Chapter 5 Dictionary methods

The purpose of this chapter is to introduce tools for text classification using predefined dictionaries. A serious debt of gratitude is owed to the developers of Linguistic Inquiry and Word Count, among others James Pennebaker and Ryan Boyd. LIWC is the culmination of decades of work establishing and validating dictionaries for psychological analyses of text. It is a user friendly software for their application. Further information can be found here https://www.liwc.app/download and https://www.youtube.com/watch?v=IGBI8LnYGNs&ab_channel=JamesPennebaker

LIWC is not free to use and, as such, many will not have the means to access to it. For this reason, I think it is valuable to also introduce R packages which can apply dictionary methods to texts. These packages mirror LIWC in many ways, but differ in an important one. The R packages do not have any predefined dictionaries, including those which come with LIWC. Note, LIWC dictionaries are proprietary and you will need a license key to download and use them. They cannot be shared without violating their terms of service. There are, however, many other dictionaries out there which are not part of explicitly part of the LIWC ecosystem. There is a decent chance of finding a dictionary which captures a construct of interest without having to rely on LIWC.

A key reference is:

  • Boyd, R. L., Ashokkumar, A., Seraj, S., & Pennebaker, J. W. (2022). The development and psychometric properties of LIWC-22. Austin, TX: University of Texas at Austin, 10, 1-47.

5.1 Quanteda Dictionaries

First, we need to install and load the necessary packages: quanteda and quanteda.dictionaries for working with dictionaries. quanteda.dictionaries is not currently available on CRAN and so must be installed from a github repository. This will require the devtools package to call the install_github() function.

# Install devtools and quanteda (if not already installed)
install.packages("quanteda")
install.packages("devtools")

# Load devtools and quanteda
library(devtools)
library(quanteda)

# Install quanteda.dictionaries package from github
devtools::install_github("kbenoit/quanteda.dictionaries") 

# Load quanteda.dictionaries
library(quanteda.dictionaries)

5.2 Importing Dictionaries

Now that we have the required packages installed, it’s time to start working with some predefined dictionaries.
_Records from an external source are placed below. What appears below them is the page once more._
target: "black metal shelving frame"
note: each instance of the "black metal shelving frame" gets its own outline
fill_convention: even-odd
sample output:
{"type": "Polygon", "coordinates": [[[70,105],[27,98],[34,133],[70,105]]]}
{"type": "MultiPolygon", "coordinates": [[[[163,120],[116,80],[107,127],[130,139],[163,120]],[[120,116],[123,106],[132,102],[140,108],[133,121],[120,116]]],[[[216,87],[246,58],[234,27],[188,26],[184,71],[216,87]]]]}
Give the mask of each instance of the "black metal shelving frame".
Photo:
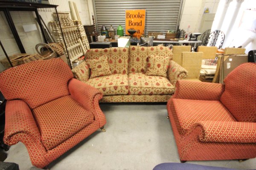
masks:
{"type": "MultiPolygon", "coordinates": [[[[63,36],[63,33],[62,32],[62,29],[61,28],[61,26],[60,24],[60,21],[58,17],[58,11],[57,11],[57,7],[58,5],[43,4],[43,3],[25,3],[25,2],[15,2],[9,0],[0,0],[0,11],[3,11],[4,13],[8,23],[8,25],[11,29],[12,34],[13,35],[14,37],[16,42],[17,45],[19,48],[20,51],[21,53],[26,53],[25,48],[22,44],[20,37],[18,34],[18,32],[16,29],[15,25],[11,16],[10,13],[10,11],[34,11],[35,13],[36,17],[37,18],[40,18],[38,10],[38,8],[54,8],[55,9],[55,11],[57,14],[58,20],[58,24],[59,25],[61,30],[61,34],[63,37],[63,40],[64,40],[64,44],[65,44],[65,48],[67,51],[67,44],[65,41],[65,39],[63,36]]],[[[38,22],[40,29],[41,30],[41,33],[43,36],[43,38],[45,43],[47,43],[45,34],[43,31],[43,28],[42,23],[40,20],[38,20],[39,22],[38,22]]],[[[4,48],[0,40],[0,45],[2,47],[5,55],[6,55],[10,65],[12,67],[13,67],[12,64],[10,60],[9,56],[8,56],[6,51],[4,48]]],[[[69,59],[69,55],[67,53],[67,58],[69,59]]],[[[71,63],[70,60],[69,60],[70,62],[70,66],[71,67],[71,63]]]]}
These are what make the wheels turn - they provide the roadmap indicating which words to search for and identify in your texts.

5.2.1 Loading

Dictionaries are typically saved as .dic text files. They are first formatted with a key denoting what the dimension captured by the dictionary (delineated by %%). Each dictionary word is then listed one-by-one on a new line.
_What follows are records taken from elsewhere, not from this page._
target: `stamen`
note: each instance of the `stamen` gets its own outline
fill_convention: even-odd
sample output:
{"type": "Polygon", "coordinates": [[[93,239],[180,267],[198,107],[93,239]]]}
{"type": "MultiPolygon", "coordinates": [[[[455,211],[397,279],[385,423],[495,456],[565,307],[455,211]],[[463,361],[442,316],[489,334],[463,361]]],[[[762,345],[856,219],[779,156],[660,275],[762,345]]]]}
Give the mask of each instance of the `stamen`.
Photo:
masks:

A number of non-LIWC dictionary files can be accessed here: https://drive.google.com/drive/folders/1oDkTuzzgcsnt87JpblL8vtidmFo11PMl?usp=sharing

These include .dic files with dictionaries capturing:

  • first-person singular pronouns includes words denoting the self (e.g., me, my)
  • first-person plural pronouns includes words denoting collectives one is a part of (e.g., we, us)
  • prosocial includes words capturing cooperation and helping (e.g., charity, donation)
  • care includes words capturing the moral foundation of care (e.g., help, harm)
  • fairness includes words capturing the moral foundation of fairness (e.g., equity, reciprocity)
  • threat includes words capturing psychological danger and threat (e.g., afraid, risk)
  • moral-emotional includes words denoting emotional and moral terms (e.g., abandon, kill)
  • communion includes words capturing interpersonal warmth (e.g., love, friend)
  • agency includes words capturing goal-striving (e.g., want, achieve)

To read these into R, you can run the read_dict_liwc() function as follows (make sure the .dic files are in your working folder).

# Load the communion.dic file into R
communion_dictionary <- quanteda:::read_dict_liwc("communion.dic")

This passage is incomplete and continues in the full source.